I always close my CAM/CAD software (and Winamp) when cutting stuff, and leave the computer alone until the work is finished. Actually, considering the fact that that's about the only software I have on my CNC computer, I'm more afraid latency-wise about auto-saves and auto-update attempts than from actual resource drain. Disabling the screensaver, energy saving features on Windows and the BIOS, and anything that might pup-up unexpectedly (like auto updates) is a must, too. Keeping the machine offline helps a lot. No antivirus, of course, which is another reason to have CAD-CAM on the same computer so you can keep the cnc computer *almost* isolated from any potential risks (there's always the need for ocasional resources that sometimes you can't get offline like reference images and stuff like that).

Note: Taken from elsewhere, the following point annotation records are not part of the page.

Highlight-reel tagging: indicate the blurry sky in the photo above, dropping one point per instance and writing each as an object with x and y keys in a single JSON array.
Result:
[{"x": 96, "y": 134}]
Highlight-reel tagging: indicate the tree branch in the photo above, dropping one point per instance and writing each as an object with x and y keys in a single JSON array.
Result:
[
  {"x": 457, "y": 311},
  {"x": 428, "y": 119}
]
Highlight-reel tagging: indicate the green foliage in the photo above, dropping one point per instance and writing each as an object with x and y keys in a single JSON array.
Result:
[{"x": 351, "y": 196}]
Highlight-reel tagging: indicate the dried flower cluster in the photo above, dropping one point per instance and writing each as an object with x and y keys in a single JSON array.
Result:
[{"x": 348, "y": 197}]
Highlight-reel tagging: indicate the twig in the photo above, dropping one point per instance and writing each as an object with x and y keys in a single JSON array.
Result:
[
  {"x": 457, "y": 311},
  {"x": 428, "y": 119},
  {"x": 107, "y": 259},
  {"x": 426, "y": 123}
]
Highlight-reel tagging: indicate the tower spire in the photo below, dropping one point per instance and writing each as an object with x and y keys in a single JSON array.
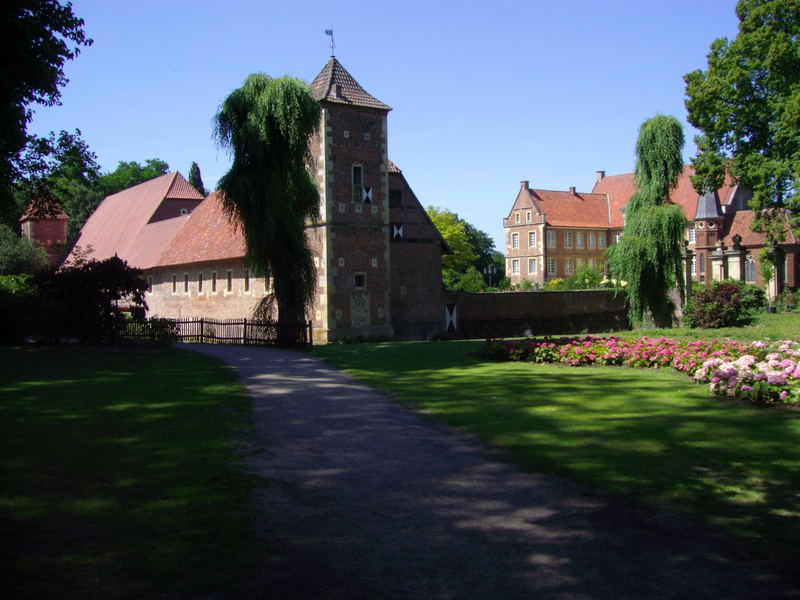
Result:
[{"x": 329, "y": 32}]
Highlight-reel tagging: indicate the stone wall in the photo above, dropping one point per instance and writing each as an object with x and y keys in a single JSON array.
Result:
[{"x": 512, "y": 313}]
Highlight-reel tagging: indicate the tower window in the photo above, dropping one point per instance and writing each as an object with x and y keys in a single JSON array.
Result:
[{"x": 358, "y": 183}]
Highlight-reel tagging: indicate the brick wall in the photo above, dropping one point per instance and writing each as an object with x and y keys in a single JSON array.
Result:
[{"x": 511, "y": 313}]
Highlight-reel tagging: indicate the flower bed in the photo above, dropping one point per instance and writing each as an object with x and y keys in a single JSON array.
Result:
[{"x": 757, "y": 371}]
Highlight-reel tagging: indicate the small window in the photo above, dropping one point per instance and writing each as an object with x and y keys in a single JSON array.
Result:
[{"x": 358, "y": 183}]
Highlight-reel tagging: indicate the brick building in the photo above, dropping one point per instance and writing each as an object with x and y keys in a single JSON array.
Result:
[
  {"x": 550, "y": 233},
  {"x": 376, "y": 253}
]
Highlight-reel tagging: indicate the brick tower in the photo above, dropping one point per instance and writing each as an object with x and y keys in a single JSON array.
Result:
[{"x": 351, "y": 241}]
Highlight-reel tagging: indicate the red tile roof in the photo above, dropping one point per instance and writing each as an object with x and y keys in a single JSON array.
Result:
[
  {"x": 335, "y": 84},
  {"x": 620, "y": 188},
  {"x": 118, "y": 225},
  {"x": 206, "y": 235},
  {"x": 567, "y": 209}
]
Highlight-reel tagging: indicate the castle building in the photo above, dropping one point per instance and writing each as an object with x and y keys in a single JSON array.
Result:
[
  {"x": 549, "y": 234},
  {"x": 377, "y": 254}
]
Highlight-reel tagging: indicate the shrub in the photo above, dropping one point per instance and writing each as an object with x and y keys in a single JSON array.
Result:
[{"x": 723, "y": 304}]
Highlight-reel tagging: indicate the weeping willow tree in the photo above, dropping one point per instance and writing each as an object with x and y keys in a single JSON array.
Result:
[
  {"x": 268, "y": 191},
  {"x": 649, "y": 255}
]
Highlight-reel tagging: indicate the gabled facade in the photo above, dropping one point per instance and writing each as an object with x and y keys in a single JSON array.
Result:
[
  {"x": 720, "y": 243},
  {"x": 377, "y": 255}
]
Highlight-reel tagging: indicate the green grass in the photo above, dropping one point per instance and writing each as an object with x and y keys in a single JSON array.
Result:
[
  {"x": 650, "y": 435},
  {"x": 119, "y": 474}
]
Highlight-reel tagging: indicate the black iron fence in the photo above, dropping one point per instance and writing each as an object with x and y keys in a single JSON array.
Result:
[{"x": 213, "y": 331}]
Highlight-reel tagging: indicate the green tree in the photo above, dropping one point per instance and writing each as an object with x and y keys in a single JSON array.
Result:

About a year ago I tried Mach in my software populated, antivirus running, "non-cnc, everyday's use" computer (online and other stuff) and it worked perfectly (I even had a couple of accidental screensavers popping up and the machine just kept going!). This computer "passed the test", got a clean install and became my CNC machine.
About a month ago I tried one of my machines with my newer non-cnc home machine, which is a lot faster and has more and faster RAM, and I lost a lot of pulses. I guess you never know which process might be messing with latencies, since a lot happens on the background without someone noticing (even more when online). I've noticed that some motherboards (and/or CPU's, can't be sure) might be more likely to latency problems (perhaps because of some built-in BIOS features).